Secondly, while we might often view medication as the solution to mental illness, the truth is that chemical treatment is not a silver bullet. In fact, antipsychotic drugs like chlorpromazine often come with side effects (from weight gain to Parkinson-like movement disorders called dyskinesia) that might potentially be worse than the mental illness itself. This is seen most clearly in the chapter ‘The Mother’, where the titular mother, Clare, blames her son’s suicide on the cocktail of drugs he was given to treat his schizophrenia.

Yet in the words of Jim Read, a psychiatric service user stakeholder whom Filer quotes, “For every person who says their life has been ruined by psychiatric drugs, there is someone who believes they have been saved by them, and many more who just don’t know, who have been taking them for years and wonder if their lives would have been better or worse if they had been free of them.” The debate on antipsychotic drugs is thus very much one that still has no definite answer.  

Finally, reading this book (in particular, the chapter titled ‘The Community’) helped me to realise the profound role that a person’s community might play in either exacerbating or remedying their mental illness.

In ‘The Community’, Kate recounts the story of her mother, Brigid, who lived with delusions that she was the chosen prophet of the Virgin Mary. Brigid’s delusions negatively impacted her ability to care for her children, and Kate and her siblings lived in hunger, poverty, and perpetual uncertainty. Her youngest brother started school two years late because Brigid was unable to organise plans for his education and only started when authorities threatened to prosecute (instead of offering to help or find out what the bigger problem was).

Kate’s reflections on this period of her life are as follows:

“People leave you to yourself. They assume that if you have problems someone else is dealing with those problems. It’s the same if you see someone else talking to themselves in the street. You assume they’re okay. Yes, they’re odd. You mightn’t want to be their friend or get to know them or chat about the weather. You might avoid standing next to them.
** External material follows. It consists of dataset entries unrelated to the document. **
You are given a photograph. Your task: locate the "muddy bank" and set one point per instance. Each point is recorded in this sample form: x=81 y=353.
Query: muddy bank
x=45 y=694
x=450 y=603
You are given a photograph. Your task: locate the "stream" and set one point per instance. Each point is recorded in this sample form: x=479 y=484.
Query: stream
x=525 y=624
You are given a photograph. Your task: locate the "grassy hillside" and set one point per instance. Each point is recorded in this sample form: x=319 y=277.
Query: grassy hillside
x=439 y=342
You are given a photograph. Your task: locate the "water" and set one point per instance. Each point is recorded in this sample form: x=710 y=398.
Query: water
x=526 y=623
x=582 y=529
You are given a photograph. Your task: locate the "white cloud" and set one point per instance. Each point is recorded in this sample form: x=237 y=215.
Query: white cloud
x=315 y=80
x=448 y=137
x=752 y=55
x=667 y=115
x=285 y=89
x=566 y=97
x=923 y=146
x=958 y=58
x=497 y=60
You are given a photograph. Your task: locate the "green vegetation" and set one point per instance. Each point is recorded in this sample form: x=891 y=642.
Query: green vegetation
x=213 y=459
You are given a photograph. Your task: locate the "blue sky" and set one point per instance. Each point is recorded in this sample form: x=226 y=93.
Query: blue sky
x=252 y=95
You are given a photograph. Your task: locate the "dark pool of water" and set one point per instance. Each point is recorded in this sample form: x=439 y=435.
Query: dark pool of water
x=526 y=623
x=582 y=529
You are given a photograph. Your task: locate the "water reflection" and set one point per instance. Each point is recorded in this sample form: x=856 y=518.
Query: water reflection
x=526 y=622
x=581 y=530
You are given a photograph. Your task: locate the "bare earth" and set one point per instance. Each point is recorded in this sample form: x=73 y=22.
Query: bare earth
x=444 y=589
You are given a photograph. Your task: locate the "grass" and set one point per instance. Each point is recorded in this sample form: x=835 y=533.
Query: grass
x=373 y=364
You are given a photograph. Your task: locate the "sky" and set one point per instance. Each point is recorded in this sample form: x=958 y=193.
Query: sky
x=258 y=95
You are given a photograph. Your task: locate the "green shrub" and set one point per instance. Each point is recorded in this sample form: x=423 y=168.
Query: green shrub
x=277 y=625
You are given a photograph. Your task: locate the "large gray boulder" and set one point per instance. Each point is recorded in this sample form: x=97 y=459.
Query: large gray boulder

But you’re not going to think: ‘That person’s talking to themselves, that’s a problem, let’s do something about it.’ And if that was your attitude to everyone, that would be awful as well.”

The only (minor) complaint that I had was that even though the book’s title claimed it would be about mental health as a whole, Filer seemed to focus mostly only on schizophrenia and other psychotic mental disorders (as opposed to non-psychotic disorders like depression or anxiety). However, his choice to focus on this particular area of mental health can also be somewhat explained by the fact that Filer refers to schizophrenia as the “heartland of psychiatry” in the introduction; the “bloody battleground upon which the fiercest ideological disputes about madness and its meanings are fought”.

Beyond the colourful cover and the bold title, This Book Will Change Your Mind About Mental Health is a fresh, insightful exploration into the tumultuous world of psychiatry and mental health. And unlike other pop psychology books, this one actually lives up to the title.